TITOLO: Mala Roma Criminale

AUTORE: Francesca Fagnani

EDITORESEM libri

PREZZOcartaceo 22,00 €

PAGINE: 230

Mala è un viaggio al termine della notte, la più accurata inchiesta sulla criminalità organizzata capitolina degli ultimi anni, che ha mostrato il mondo segreto dei veri padroni della città eterna e che presto approderà sugli schermi. Torna in libreria in questa nuova edizione, speciale e aggiornata, perché la guerra tra le bande continua ancora. In gioco, oggi come ieri, c’è la posta di sempre: prendersi Roma.

La pace è finita e ora le gang sono in guerra. Sotto il manto della grande bellezza, nel sottosuolo perso e dannato di Roma scorre un fiume di violenza. Sequestri, pestaggi, torture e omicidi si susseguono. Lo scontro infuria, invisibile agli occhi dei più.

È così da quando, il 7 agosto 2019, Fabrizio Piscitelli detto Diabolik, capo degli Irriducibili della Lazio e ai vertici della “batteria di Ponte Milvio”, viene freddato da un sicario che gli spara alla testa, mentre se ne sta seduto su una panchina al parco degli Acquedotti.

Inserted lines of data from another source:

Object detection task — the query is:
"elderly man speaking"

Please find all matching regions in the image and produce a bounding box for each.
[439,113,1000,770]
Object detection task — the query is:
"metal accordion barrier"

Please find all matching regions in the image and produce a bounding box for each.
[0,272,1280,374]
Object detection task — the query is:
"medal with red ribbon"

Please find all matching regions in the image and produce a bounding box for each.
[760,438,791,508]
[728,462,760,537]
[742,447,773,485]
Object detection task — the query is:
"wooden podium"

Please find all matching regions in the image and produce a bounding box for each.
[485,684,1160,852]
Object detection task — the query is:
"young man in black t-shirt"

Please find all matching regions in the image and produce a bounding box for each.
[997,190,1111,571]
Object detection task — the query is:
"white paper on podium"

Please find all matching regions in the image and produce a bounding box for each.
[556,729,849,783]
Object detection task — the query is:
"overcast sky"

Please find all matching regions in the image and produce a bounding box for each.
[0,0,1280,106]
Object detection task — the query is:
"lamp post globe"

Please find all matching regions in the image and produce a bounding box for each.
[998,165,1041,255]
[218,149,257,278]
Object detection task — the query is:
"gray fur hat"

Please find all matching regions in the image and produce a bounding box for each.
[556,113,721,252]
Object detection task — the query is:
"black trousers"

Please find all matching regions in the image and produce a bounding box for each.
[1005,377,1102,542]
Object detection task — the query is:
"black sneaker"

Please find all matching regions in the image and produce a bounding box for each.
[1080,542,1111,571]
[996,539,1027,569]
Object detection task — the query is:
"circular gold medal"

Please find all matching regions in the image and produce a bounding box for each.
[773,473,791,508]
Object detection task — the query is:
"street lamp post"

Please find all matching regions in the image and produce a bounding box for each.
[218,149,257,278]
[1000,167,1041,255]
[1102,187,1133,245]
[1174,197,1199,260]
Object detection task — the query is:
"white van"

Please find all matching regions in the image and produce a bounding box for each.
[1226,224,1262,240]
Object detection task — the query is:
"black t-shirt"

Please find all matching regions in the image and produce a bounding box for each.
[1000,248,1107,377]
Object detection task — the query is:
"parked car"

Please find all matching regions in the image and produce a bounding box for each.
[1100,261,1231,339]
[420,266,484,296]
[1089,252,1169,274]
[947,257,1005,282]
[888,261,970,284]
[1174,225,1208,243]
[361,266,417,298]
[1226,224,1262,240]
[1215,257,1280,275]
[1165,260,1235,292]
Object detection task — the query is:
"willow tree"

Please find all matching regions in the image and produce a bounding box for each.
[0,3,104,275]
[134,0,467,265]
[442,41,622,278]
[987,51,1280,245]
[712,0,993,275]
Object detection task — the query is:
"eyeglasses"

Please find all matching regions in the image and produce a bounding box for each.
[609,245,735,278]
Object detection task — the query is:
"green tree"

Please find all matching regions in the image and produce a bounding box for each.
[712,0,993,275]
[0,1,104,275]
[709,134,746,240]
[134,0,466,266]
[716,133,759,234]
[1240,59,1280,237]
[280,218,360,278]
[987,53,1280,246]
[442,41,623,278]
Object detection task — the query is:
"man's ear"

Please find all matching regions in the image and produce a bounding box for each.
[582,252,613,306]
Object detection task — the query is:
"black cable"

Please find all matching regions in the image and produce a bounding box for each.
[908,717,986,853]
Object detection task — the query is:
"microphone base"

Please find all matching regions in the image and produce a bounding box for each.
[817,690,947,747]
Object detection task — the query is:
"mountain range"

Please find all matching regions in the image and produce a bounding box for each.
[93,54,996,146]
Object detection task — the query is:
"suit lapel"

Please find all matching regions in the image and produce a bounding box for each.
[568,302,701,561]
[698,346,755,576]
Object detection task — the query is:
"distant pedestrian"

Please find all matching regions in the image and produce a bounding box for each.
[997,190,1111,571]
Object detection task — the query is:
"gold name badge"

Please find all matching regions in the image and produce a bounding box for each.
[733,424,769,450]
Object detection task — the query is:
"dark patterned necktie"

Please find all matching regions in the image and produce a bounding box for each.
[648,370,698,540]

Ma Diabolik è solo la punta dell’iceberg di quella rete di organizzazioni criminali che governano sul territorio. Una connection tentacolare che comprende il cartello di Michele ’o Pazzo, la malavita storica e quella emergente, e poi il sodalizio, spietato e potente, degli albanesi, che sono cresciuti all’ombra di Piscitelli e sono diventati i Signori del narcotraffico.

Così, la vendetta è l’innesco di un conflitto senza quartiere per il controllo delle piazze di spaccio, dal litorale ostiense a Tor Bella Monaca. Un business gigantesco in cui tonnellate di coca muovono milioni. In queste pagine, voci urlano prima di spegnersi nel buio, armi sparano in pieno giorno, la droga invade le strade, i soldi si prestano a strozzo e i debiti si saldano sempre: a qualunque costo e spesso nel peggiore dei modi.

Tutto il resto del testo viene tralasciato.